De negatieve effecten van het klimaat wegen bijzonder zwaar op gebieden waar de economie sterk afhankelijk is van het toerisme. Landen dus met veel stranden, skipistes, wandelroutes… In Europa is dat het geval voor Malta, Cyprus, Spanje, Oostenrijk en Griekenland. In de Caraïben zullen de Bahama’s en Jamaica buiten verhouding worden getroffen. In Azië gaat het om Thailand en Maleisië en in Afrika om Tunesië en Marokko. De eilandstaatjes in de Stille en Indische Oceaan zijn bijzonder afhankelijk van het toerisme. Als de toeristen daar niet langer naartoe trekken, zullen de negatieve economische gevolgen uiterst zwaar zijn.
De analyse toont aan dat de klimaatverandering de toeristische inkomsten van vooral de armste landen zal doen dalen. De uitbouw van een lokale toeristische industrie heeft aanzienlijk bijgedragen tot de economische ontwikkeling van heel wat ontluikende markten, waaronder de eilandstaatjes in de Stille en Indische Oceaan, Mexico en Tunesië. Dat potentieel zou in de toekomst gefnuikt kunnen worden en dat zou dan niet alleen te wijten zijn aan de verslechtering van de klimaatomstandigheden. Ook de hogere brandstofprijzen, vooral in Europa, zouden het groeipotentieel van de ‘nieuwe bestemmingen’ kunnen beperken.
Reizen een luxeproduct?
Als bijvoorbeeld de prijs van vliegtickets stijgt omdat de luchtvaart wordt opgenomen op een zwarte lijst van activiteiten die voor veel broeikasgassen zorgen, zullen minder mensen naar verre bestemmingen reizen. De economische impact daarvan zal zeker voelbaar zijn in de arme landen. Dat betekent dat maatregelen die door de industrielanden worden genomen om hun eigen CO2-uitstoot en dus hun bijdrage tot de klimaatverandering te beperken, negatieve economische gevolgen kunnen hebben in andere delen van de wereld. De opwarming van de aarde kan dus de wereldwijde inkomensongelijkheid vergroten.
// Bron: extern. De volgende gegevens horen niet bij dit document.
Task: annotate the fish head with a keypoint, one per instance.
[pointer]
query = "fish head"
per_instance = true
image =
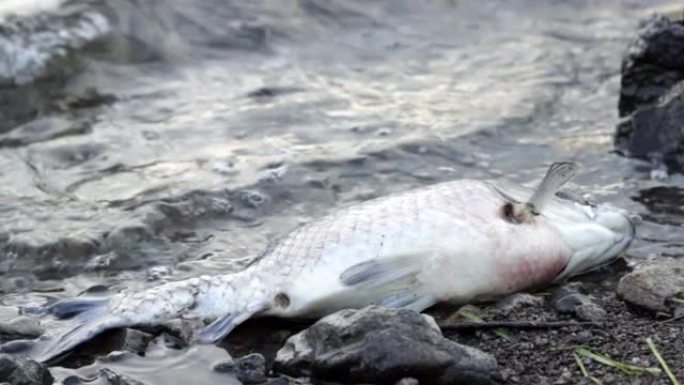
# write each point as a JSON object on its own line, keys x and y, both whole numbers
{"x": 595, "y": 234}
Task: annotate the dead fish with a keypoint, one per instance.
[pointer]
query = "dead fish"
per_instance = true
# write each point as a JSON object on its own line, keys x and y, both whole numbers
{"x": 455, "y": 242}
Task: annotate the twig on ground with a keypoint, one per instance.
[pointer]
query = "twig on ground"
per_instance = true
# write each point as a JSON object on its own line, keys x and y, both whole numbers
{"x": 525, "y": 325}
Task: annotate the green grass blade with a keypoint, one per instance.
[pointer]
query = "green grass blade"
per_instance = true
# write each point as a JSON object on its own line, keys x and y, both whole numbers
{"x": 584, "y": 370}
{"x": 623, "y": 367}
{"x": 662, "y": 362}
{"x": 470, "y": 316}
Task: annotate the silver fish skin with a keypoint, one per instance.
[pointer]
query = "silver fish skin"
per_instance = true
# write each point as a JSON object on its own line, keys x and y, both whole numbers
{"x": 447, "y": 242}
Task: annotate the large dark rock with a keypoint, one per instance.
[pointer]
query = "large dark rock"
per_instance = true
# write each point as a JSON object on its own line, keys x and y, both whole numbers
{"x": 651, "y": 101}
{"x": 383, "y": 346}
{"x": 658, "y": 286}
{"x": 21, "y": 370}
{"x": 652, "y": 64}
{"x": 656, "y": 131}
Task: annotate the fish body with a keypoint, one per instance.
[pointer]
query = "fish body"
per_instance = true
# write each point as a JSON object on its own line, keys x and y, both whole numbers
{"x": 449, "y": 242}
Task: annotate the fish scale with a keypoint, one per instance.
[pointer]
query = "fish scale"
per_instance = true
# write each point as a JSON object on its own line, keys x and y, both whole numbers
{"x": 449, "y": 242}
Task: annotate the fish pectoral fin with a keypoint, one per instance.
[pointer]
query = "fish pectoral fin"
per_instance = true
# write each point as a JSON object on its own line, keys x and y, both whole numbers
{"x": 220, "y": 328}
{"x": 408, "y": 299}
{"x": 385, "y": 270}
{"x": 556, "y": 177}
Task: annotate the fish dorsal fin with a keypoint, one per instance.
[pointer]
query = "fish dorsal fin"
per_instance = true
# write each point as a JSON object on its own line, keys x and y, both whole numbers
{"x": 556, "y": 177}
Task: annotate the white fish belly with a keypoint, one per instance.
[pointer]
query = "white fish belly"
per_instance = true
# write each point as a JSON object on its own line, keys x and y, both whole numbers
{"x": 453, "y": 234}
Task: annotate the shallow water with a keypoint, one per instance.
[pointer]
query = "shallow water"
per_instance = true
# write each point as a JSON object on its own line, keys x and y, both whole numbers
{"x": 193, "y": 133}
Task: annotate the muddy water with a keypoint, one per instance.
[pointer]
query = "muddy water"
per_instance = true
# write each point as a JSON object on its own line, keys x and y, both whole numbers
{"x": 175, "y": 138}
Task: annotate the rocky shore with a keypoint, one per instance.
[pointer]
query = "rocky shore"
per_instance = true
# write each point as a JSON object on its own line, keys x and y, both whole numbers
{"x": 608, "y": 327}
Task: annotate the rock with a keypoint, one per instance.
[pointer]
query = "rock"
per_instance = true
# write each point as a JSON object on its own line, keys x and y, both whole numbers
{"x": 568, "y": 300}
{"x": 590, "y": 312}
{"x": 250, "y": 369}
{"x": 104, "y": 377}
{"x": 517, "y": 301}
{"x": 382, "y": 346}
{"x": 652, "y": 64}
{"x": 408, "y": 381}
{"x": 21, "y": 370}
{"x": 656, "y": 132}
{"x": 654, "y": 285}
{"x": 20, "y": 328}
{"x": 650, "y": 95}
{"x": 183, "y": 329}
{"x": 136, "y": 341}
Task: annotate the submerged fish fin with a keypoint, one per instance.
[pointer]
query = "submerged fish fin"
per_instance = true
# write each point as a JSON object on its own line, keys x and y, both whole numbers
{"x": 558, "y": 175}
{"x": 92, "y": 319}
{"x": 69, "y": 307}
{"x": 409, "y": 300}
{"x": 378, "y": 272}
{"x": 218, "y": 329}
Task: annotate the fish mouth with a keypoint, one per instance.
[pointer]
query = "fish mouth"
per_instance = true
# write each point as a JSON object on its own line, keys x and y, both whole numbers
{"x": 619, "y": 230}
{"x": 628, "y": 234}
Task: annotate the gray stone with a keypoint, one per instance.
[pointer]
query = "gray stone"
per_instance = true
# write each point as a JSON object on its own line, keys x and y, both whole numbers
{"x": 656, "y": 286}
{"x": 136, "y": 341}
{"x": 568, "y": 300}
{"x": 250, "y": 369}
{"x": 590, "y": 312}
{"x": 19, "y": 369}
{"x": 517, "y": 301}
{"x": 104, "y": 377}
{"x": 382, "y": 346}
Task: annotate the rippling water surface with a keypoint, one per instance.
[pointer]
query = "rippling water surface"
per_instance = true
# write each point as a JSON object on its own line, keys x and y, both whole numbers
{"x": 173, "y": 138}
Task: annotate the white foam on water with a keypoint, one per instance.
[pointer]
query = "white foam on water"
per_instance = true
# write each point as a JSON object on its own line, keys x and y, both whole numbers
{"x": 26, "y": 7}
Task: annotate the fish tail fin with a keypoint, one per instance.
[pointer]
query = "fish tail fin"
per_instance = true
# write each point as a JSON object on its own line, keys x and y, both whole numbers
{"x": 89, "y": 317}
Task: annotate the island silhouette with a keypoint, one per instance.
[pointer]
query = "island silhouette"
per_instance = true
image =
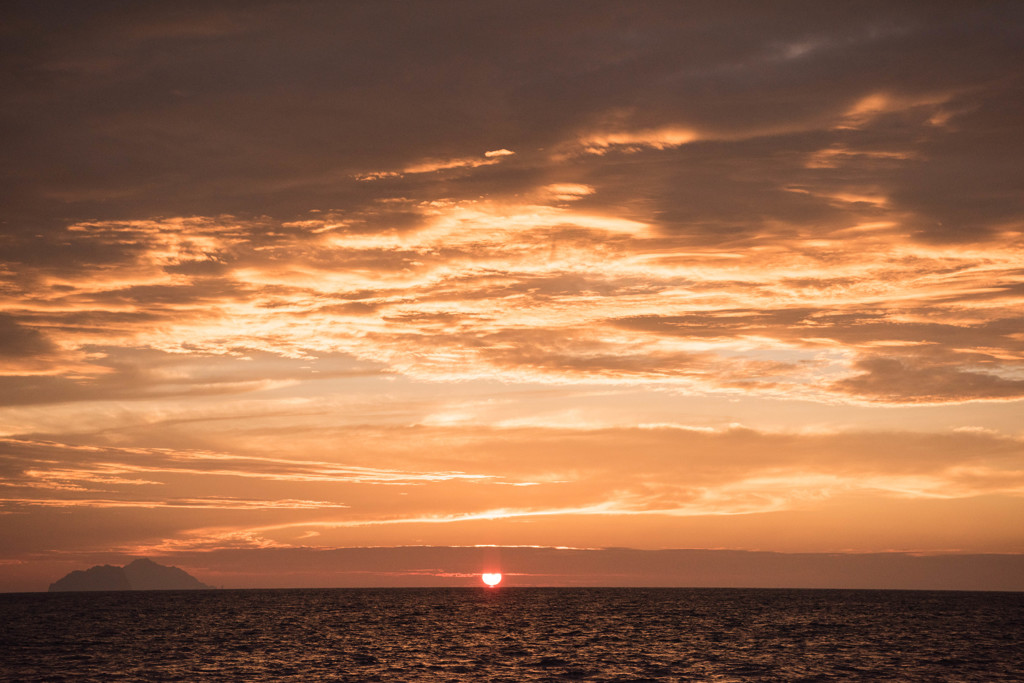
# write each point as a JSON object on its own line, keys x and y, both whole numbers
{"x": 140, "y": 574}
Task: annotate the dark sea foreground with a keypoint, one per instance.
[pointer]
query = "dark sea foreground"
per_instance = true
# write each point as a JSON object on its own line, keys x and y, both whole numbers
{"x": 513, "y": 634}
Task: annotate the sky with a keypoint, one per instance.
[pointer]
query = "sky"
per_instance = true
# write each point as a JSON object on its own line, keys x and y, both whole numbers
{"x": 300, "y": 276}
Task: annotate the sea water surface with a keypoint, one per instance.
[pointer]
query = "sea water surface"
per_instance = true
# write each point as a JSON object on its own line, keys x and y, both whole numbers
{"x": 513, "y": 634}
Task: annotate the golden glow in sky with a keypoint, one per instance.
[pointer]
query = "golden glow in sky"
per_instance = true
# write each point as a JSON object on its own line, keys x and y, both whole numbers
{"x": 608, "y": 281}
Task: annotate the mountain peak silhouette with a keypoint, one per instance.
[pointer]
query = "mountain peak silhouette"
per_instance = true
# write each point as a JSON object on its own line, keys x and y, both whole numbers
{"x": 139, "y": 574}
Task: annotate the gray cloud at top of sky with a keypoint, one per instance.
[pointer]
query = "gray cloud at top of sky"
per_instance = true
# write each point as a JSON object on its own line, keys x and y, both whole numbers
{"x": 117, "y": 111}
{"x": 543, "y": 272}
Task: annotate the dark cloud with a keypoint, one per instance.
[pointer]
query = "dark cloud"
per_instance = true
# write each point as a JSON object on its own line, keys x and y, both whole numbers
{"x": 269, "y": 108}
{"x": 16, "y": 340}
{"x": 894, "y": 380}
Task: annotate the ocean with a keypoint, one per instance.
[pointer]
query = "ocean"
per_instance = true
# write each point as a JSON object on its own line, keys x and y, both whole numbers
{"x": 512, "y": 634}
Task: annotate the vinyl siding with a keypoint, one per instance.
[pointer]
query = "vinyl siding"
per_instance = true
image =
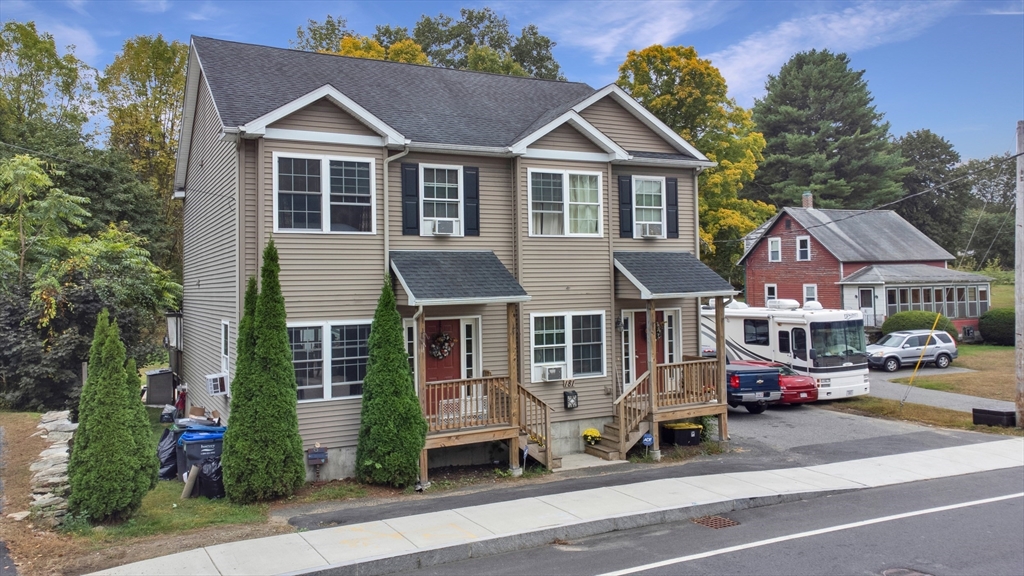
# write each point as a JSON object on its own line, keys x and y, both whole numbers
{"x": 324, "y": 116}
{"x": 566, "y": 275}
{"x": 619, "y": 124}
{"x": 210, "y": 252}
{"x": 565, "y": 137}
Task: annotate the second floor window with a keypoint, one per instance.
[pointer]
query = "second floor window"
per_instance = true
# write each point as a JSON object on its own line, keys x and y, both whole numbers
{"x": 324, "y": 194}
{"x": 564, "y": 203}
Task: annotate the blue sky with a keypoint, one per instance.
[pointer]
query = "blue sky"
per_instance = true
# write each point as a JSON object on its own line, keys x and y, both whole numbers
{"x": 954, "y": 68}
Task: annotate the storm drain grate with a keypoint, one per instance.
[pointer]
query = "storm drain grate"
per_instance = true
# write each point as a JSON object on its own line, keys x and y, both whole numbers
{"x": 715, "y": 522}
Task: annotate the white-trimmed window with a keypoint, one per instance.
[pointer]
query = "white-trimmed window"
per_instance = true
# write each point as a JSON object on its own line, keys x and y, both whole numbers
{"x": 774, "y": 249}
{"x": 810, "y": 292}
{"x": 572, "y": 339}
{"x": 564, "y": 203}
{"x": 330, "y": 359}
{"x": 440, "y": 198}
{"x": 316, "y": 193}
{"x": 648, "y": 206}
{"x": 803, "y": 248}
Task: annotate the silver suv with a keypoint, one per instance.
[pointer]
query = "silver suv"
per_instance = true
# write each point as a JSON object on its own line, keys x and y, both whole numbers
{"x": 906, "y": 346}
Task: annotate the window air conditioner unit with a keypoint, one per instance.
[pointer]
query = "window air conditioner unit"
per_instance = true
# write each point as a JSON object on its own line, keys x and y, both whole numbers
{"x": 443, "y": 228}
{"x": 553, "y": 373}
{"x": 216, "y": 384}
{"x": 650, "y": 231}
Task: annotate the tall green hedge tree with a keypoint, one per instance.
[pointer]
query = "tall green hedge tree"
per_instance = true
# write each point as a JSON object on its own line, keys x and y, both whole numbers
{"x": 392, "y": 430}
{"x": 264, "y": 450}
{"x": 114, "y": 457}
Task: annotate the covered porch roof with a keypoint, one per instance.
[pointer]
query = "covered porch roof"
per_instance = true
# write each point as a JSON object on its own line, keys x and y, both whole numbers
{"x": 911, "y": 274}
{"x": 671, "y": 275}
{"x": 455, "y": 277}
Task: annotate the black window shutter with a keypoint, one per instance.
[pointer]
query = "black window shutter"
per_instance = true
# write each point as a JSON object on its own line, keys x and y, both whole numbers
{"x": 626, "y": 206}
{"x": 411, "y": 199}
{"x": 672, "y": 206}
{"x": 471, "y": 188}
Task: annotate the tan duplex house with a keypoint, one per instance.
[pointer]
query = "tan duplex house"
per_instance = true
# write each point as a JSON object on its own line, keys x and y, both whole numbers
{"x": 539, "y": 235}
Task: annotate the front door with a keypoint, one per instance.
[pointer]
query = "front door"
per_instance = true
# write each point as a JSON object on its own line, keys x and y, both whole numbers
{"x": 867, "y": 305}
{"x": 640, "y": 341}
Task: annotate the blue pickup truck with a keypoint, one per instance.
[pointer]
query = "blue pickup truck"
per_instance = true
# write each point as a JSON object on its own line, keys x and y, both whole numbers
{"x": 752, "y": 386}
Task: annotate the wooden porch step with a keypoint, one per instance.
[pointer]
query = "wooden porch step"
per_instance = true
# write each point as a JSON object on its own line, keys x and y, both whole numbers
{"x": 602, "y": 451}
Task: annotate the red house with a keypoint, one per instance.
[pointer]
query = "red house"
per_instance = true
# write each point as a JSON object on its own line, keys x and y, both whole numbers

Die uitdaging aangaan, is geen eenvoudige zaak. De technologische vooruitgang is beslist een belangrijke hefboom om er te geraken. De mens zal nieuwe technologieën moeten ontwikkelen om de energie-efficiëntie van de transportsector wezenlijk te verhogen, zodat de invloed ervan op het klimaat kan worden beperkt en reizen geen luxeproduct wordt. Overheidssteun voor fundamenteel onderzoek kan nuttig zijn. Niettemin kan het zijn dat rechtstreekse financiële bijstand aan de landen die het meest worden getroffen door de klimaatverandering op middellange of lange termijn noodzakelijk is.